[»Er wußte nicht, daß sie geladen war«]
In unsern Haus ist ein Unfall passihrt. Mir wirde es nich sehr zur Ehre gereichn, wenn ich erzehlte, wer Schuld wahr. Ich bin ein entsetzlicher Junge. Dir, mein Tagbuch will ich alle meine Sindn geschtehn. Ich wollte es ja gar nich tun. Ferdin ich also dafir Schelte? Ich winschte die großn Leite mechtn mich nich immer so schimpfn. Ich bin ein schreklicher Junge aber nich absichtlich, es passihrt nur grad so. Jetz is die ganze Schtadt withend auf mir. Papa sagt er erwartet, das ich ins Gefengnis muß. Oh mein theires Tagbuch has du je gedacht das dein kleiner Eigenthimer in dem Kerker kommen wird? Oh es is greßlich den Kirchnforschteher un den Richter un das alte Fräuln Harkneß so die Schtirn auf sich runzln zu sehn, als wenn man ein herzloser Ferbrecher wer — wenn man es nich eimal hat tun wolln. In der Frih wahr ich ein sehr brafes Kind ich schpilte dribn bei Hansi Braun und nichs geschah — außer das ich bein Essn dribn blib, obwohl Hansis Mudter es nich wollte und dann kam er heriber un wir unterhiltn uns sehr gut. Wir warn obn in Mammas Zimmer wi sie zu Besuch aus wahr. Ich schtellte einen Sessl aufn Tisch un kraxlte henauf zu den oberstn Bredt fon den Kamihnschrank un nahm ein par Medezinflaschn un gab es Henschen zu kostn, weil er sagte es schmekt gut. Aber dann war er pletzlich ganz blaß un so krank in seinen Magn das er nich wußte ob er auf di Fiße oder aufn Kopf schteht. Also liß ihm Betti eine Schale schmutzign warmen Wasser mit Senf heneingemischt trinkn, so ein schreklicher Saft, das er alles wider henausschmeißn mußte un dann wahr ihm gut. Wi Betti um den Senf ging, gukte ich in Papas Tasche un fand dort so eine schpaßige Pestole. Hansi sagte es is ein Rewolwer un ich verbot ihm ein Wort zu sagn un lif un ferschtekte ihm unter meinen Polster.

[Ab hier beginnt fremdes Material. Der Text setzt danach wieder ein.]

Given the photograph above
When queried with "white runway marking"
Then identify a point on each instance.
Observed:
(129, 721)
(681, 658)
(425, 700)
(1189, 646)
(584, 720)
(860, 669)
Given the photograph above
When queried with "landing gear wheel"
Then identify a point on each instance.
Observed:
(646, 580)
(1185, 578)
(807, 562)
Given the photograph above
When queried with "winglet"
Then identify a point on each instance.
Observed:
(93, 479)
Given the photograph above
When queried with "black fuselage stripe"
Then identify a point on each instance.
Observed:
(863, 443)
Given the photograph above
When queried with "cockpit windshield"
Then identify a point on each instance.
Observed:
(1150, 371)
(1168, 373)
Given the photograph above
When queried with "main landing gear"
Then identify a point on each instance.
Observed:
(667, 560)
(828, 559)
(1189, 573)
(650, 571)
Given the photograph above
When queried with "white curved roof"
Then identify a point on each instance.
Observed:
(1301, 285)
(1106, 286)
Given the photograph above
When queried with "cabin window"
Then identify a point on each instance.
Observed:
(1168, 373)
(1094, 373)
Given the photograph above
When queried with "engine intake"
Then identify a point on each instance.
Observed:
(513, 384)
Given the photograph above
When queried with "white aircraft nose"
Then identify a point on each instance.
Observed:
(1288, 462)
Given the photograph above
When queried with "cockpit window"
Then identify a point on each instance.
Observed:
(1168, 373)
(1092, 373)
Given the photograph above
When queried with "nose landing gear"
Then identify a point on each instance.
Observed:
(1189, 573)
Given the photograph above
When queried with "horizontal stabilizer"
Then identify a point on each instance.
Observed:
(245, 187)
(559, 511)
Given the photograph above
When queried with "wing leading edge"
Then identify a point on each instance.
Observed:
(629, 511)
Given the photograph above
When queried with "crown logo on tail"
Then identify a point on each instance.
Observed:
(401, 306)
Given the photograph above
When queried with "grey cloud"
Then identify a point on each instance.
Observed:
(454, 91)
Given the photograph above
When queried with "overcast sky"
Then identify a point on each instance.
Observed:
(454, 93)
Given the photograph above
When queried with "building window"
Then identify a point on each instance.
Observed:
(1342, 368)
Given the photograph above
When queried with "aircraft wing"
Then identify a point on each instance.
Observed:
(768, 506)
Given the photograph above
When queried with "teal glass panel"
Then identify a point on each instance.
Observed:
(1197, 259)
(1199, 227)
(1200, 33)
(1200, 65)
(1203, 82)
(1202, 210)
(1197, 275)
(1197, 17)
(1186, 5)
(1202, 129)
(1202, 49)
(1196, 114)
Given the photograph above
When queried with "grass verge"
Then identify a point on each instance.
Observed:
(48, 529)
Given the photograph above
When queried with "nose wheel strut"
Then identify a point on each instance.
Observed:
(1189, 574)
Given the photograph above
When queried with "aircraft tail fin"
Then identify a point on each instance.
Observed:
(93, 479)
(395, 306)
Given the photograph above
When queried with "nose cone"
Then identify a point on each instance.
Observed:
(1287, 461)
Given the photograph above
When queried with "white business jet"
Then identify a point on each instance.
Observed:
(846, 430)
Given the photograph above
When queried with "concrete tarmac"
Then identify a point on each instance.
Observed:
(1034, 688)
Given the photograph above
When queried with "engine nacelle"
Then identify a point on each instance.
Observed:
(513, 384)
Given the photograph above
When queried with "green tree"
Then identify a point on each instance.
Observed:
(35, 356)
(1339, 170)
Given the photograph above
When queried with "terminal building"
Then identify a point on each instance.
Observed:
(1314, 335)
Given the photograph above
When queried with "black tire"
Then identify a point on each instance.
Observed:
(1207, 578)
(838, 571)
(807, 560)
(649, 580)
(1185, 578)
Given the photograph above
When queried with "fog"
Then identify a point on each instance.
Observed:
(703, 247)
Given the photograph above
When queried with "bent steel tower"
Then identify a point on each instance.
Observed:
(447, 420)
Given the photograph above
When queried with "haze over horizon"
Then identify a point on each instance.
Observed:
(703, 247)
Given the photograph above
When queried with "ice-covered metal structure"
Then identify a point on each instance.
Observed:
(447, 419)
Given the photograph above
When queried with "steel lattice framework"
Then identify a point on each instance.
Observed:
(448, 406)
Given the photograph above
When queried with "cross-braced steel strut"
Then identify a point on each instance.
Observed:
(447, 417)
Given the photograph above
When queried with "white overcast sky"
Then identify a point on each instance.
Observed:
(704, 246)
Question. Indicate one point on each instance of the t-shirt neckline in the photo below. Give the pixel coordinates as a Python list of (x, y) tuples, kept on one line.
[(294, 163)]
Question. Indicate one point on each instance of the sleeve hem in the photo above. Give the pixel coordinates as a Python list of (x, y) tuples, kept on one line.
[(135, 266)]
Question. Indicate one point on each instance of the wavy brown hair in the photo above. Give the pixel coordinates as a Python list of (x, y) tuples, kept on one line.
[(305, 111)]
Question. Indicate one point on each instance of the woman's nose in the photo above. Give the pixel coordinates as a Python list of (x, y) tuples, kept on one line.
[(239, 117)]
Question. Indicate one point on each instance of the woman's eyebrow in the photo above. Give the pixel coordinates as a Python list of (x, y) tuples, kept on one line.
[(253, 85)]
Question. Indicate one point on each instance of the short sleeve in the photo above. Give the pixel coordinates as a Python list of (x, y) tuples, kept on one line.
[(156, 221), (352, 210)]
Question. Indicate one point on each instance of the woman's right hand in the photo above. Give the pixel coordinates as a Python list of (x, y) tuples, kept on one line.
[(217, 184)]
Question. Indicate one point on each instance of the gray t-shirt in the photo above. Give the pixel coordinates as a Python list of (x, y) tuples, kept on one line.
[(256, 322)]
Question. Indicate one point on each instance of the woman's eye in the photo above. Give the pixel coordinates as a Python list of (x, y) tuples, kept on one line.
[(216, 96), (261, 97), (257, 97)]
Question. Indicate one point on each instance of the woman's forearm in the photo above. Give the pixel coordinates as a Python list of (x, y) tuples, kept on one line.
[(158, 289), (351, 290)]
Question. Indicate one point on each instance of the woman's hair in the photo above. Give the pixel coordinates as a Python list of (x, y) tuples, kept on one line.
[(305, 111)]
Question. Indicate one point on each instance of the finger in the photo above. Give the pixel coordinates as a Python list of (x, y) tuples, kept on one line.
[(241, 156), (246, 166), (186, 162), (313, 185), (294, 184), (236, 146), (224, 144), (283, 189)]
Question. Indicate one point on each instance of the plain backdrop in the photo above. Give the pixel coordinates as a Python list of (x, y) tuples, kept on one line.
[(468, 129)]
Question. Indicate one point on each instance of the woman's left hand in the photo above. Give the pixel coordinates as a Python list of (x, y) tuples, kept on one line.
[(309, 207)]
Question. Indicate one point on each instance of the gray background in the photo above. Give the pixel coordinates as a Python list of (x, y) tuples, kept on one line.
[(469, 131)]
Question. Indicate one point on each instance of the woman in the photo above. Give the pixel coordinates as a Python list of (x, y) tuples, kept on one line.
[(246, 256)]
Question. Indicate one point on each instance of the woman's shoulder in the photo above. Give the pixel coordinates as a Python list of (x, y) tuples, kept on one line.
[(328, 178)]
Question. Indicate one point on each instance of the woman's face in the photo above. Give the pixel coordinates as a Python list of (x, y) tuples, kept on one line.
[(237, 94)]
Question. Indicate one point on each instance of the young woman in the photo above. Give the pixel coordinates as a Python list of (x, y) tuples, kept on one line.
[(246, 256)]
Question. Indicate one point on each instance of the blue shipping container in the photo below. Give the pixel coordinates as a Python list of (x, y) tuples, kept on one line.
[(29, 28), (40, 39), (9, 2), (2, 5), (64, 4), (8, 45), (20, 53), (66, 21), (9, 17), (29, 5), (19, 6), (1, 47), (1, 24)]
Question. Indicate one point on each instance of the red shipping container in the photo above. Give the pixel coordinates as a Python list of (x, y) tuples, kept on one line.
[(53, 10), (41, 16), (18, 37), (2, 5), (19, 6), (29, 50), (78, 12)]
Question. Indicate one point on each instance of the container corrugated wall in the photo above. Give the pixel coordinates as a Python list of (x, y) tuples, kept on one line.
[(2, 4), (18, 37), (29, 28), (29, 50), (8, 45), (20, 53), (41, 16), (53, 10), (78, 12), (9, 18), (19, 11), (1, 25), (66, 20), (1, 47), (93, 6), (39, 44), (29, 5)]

»Wir wolln uns damit Schpaß machn, wenn dir wider ganz gut is,« sagte ich aber er mußte nachaus gehn nachdem er gebrochn hadte, sein Kopf tat ihm so weh.
Ich liß die Pestole unter meinen Polster weil ich mich firchtete Betti kennte sie sehn. Ich wollte meine Schwestern damit erschrekn, weil ich nich glaubte das sie geladn is, aber sie werdn doch erschrekn, wi wenn sie were. Medchen schrein immer wi toll, wenn sie eine Flinte oder Pestole sehn.
Also Herr Slokum kam wider zum Tee. Predger sin am libstn dabei zum Tee zu kommen, es is ihre halbe Arbeit herumzugehn un mit die Damen zu schpeisn. Ich blib ferschtekt. Pa mußte zu einer Fersammlung und Mamma ging sehn wi es Hansi geht. Susann ging mitn Dokter schpazirn un Elsbett un Lil gabn acht das der Predger in Sallohn nich einschlaft. Lily hadte seit den Abend wi sie weggelaufn war kein Wort zu mir gesprochn. Sie is gar nich mehr wi sie früer wahr, sie war so gut wi ein Junge zu einen Witz oder Schpaß, jetz mecht ich mich nich wundern, wenn sie einen Farrer heiratn mecht, so erns is sie. Ich winsche ich hedte das damals nich ausgetratscht, sie sagt, sie hedte mich zu sich genommen wenn sie Herrn Jones geheiratet hädte. So schwindn meine Hoffnungen eine nach der andere — das is eine traurige Welt.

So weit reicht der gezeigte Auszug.